- E. K. Aboobacker Musliyar
- Born: 1914 Paramblikadavu, near Kozhikode, Kerala, India.
- Died: 19 August 1996 (aged 81–82)
- Occupation: Community Leader

= E. K. Aboobacker Musliyar =

Islamic scholar

E. K. Aboobacker Musliyar, known by followers as the Shams-ul-Ulama (lit. "the Sun of the Scholars"), was a Shafi'i scholar and community leader from Kerala, south India. He served as the General Secretary of the Samastha-Kerala Jam'iyyat al-'Ulama', the principal Sunni-Shafi'i scholarly body in Kerala, from 1957 to 1996.
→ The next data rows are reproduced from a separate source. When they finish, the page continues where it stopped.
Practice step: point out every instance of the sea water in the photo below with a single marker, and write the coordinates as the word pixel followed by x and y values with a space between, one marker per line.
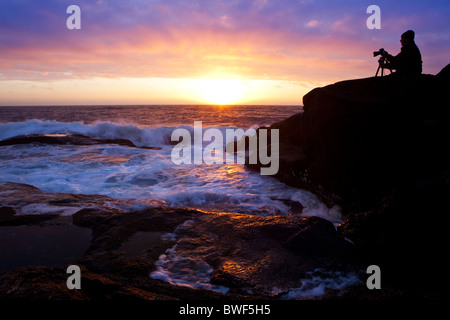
pixel 146 176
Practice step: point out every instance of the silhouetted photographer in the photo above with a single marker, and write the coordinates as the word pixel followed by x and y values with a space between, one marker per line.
pixel 407 62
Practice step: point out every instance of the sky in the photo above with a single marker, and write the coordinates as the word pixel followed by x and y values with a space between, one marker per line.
pixel 202 51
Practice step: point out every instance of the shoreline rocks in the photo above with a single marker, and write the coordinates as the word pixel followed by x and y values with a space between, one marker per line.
pixel 248 253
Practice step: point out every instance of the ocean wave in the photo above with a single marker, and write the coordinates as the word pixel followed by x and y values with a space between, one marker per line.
pixel 140 136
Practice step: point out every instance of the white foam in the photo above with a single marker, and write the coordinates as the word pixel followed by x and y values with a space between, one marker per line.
pixel 318 281
pixel 43 208
pixel 148 176
pixel 188 271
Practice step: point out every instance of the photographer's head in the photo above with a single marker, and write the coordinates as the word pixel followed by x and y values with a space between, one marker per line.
pixel 407 37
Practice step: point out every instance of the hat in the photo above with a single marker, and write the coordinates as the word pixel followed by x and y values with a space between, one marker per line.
pixel 409 35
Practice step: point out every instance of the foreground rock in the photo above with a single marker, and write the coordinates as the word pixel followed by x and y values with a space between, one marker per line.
pixel 252 256
pixel 379 148
pixel 358 140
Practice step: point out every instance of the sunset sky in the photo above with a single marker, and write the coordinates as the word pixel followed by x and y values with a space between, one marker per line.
pixel 202 51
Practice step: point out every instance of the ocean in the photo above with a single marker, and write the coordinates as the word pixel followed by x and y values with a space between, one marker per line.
pixel 149 177
pixel 146 175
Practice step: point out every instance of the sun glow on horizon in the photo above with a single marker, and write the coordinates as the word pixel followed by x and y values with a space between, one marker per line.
pixel 221 91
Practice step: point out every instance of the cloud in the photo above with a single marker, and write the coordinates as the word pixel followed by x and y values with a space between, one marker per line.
pixel 259 39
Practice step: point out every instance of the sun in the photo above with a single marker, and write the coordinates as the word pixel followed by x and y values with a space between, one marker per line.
pixel 221 91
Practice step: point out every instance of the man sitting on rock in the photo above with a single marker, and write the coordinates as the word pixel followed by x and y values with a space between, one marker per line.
pixel 409 60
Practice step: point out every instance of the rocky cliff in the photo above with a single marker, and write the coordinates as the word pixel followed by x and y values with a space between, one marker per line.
pixel 358 140
pixel 380 148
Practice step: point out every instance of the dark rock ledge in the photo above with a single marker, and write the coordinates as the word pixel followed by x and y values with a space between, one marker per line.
pixel 251 255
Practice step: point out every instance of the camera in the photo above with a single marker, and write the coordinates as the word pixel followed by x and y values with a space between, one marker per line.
pixel 381 52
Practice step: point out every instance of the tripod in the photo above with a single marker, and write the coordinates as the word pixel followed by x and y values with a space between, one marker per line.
pixel 382 62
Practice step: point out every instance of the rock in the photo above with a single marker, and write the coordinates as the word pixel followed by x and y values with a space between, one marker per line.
pixel 357 140
pixel 254 256
pixel 406 235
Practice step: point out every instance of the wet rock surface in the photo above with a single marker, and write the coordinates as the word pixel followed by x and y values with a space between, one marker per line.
pixel 253 256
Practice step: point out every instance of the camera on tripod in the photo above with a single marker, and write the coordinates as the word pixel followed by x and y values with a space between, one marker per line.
pixel 381 52
pixel 382 62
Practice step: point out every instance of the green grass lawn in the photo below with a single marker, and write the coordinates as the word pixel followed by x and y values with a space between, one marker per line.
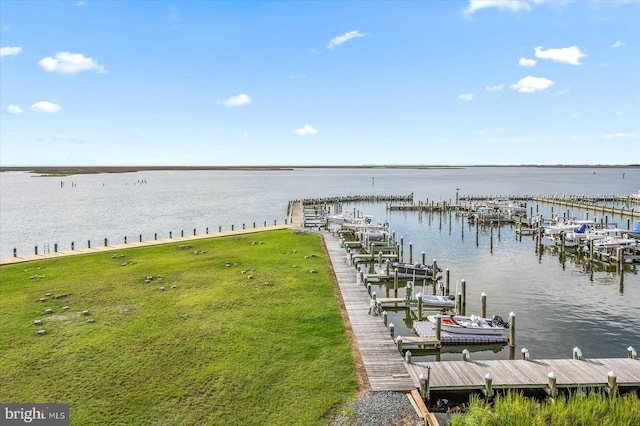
pixel 249 335
pixel 595 408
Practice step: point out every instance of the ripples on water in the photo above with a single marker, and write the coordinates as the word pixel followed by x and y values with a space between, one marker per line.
pixel 559 304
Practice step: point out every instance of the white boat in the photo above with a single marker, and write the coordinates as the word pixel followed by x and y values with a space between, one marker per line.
pixel 507 206
pixel 417 270
pixel 435 301
pixel 614 242
pixel 473 324
pixel 486 213
pixel 579 226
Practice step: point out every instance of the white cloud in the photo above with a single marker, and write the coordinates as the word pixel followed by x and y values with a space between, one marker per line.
pixel 490 131
pixel 344 38
pixel 531 84
pixel 9 51
pixel 65 138
pixel 306 130
pixel 525 62
pixel 235 101
pixel 619 135
pixel 45 106
pixel 14 110
pixel 513 5
pixel 70 63
pixel 570 55
pixel 495 88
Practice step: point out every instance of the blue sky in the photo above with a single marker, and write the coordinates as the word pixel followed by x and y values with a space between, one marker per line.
pixel 319 83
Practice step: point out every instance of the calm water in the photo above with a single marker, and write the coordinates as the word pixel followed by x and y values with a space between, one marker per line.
pixel 559 303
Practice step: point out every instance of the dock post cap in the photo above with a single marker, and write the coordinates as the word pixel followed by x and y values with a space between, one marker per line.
pixel 577 353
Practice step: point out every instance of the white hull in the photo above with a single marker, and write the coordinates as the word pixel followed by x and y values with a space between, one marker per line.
pixel 470 325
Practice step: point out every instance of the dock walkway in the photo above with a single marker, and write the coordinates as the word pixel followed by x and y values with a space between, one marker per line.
pixel 382 361
pixel 532 374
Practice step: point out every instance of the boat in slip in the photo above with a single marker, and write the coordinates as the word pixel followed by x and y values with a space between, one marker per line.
pixel 472 324
pixel 439 302
pixel 414 270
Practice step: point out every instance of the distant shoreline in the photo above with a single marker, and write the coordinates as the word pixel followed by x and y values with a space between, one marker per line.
pixel 75 170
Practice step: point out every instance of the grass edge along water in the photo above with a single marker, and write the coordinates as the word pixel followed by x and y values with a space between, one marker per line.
pixel 231 330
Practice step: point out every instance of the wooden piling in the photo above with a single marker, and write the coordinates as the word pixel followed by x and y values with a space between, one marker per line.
pixel 447 281
pixel 463 300
pixel 512 329
pixel 552 390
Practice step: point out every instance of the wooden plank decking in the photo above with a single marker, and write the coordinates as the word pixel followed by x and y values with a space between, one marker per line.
pixel 521 374
pixel 383 362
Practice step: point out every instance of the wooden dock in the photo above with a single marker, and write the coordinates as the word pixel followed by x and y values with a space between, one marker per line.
pixel 532 374
pixel 382 361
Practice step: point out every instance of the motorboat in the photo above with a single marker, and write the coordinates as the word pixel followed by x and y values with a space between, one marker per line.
pixel 579 226
pixel 507 206
pixel 472 324
pixel 614 242
pixel 487 213
pixel 435 301
pixel 417 270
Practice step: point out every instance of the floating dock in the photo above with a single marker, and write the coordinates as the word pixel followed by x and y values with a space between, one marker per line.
pixel 522 374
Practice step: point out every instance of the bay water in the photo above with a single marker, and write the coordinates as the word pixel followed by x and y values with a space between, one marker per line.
pixel 560 302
Ezhuthachan Kandi Aboobacker was born in 1914, to E. K. Koya Kutty and Adiyottil Fathima, at Parambilkadavu, near the city of Kozhikode. After the initial education from a number of Kerala-based scholars, he joined the al-Bakiyat-us-Salihat College at Vellore for higher studies.

He later served as the principal of Jamia Nuriya Arabic College, Pattikkad.

He became the principal of Jamia Darussalam al Islamiyya, Nandi for 20 years, after he had left Jamia Nuriya Arabic College, Pattikkad.

E. K. Aboobacker Musliyar died on 19 August 1996.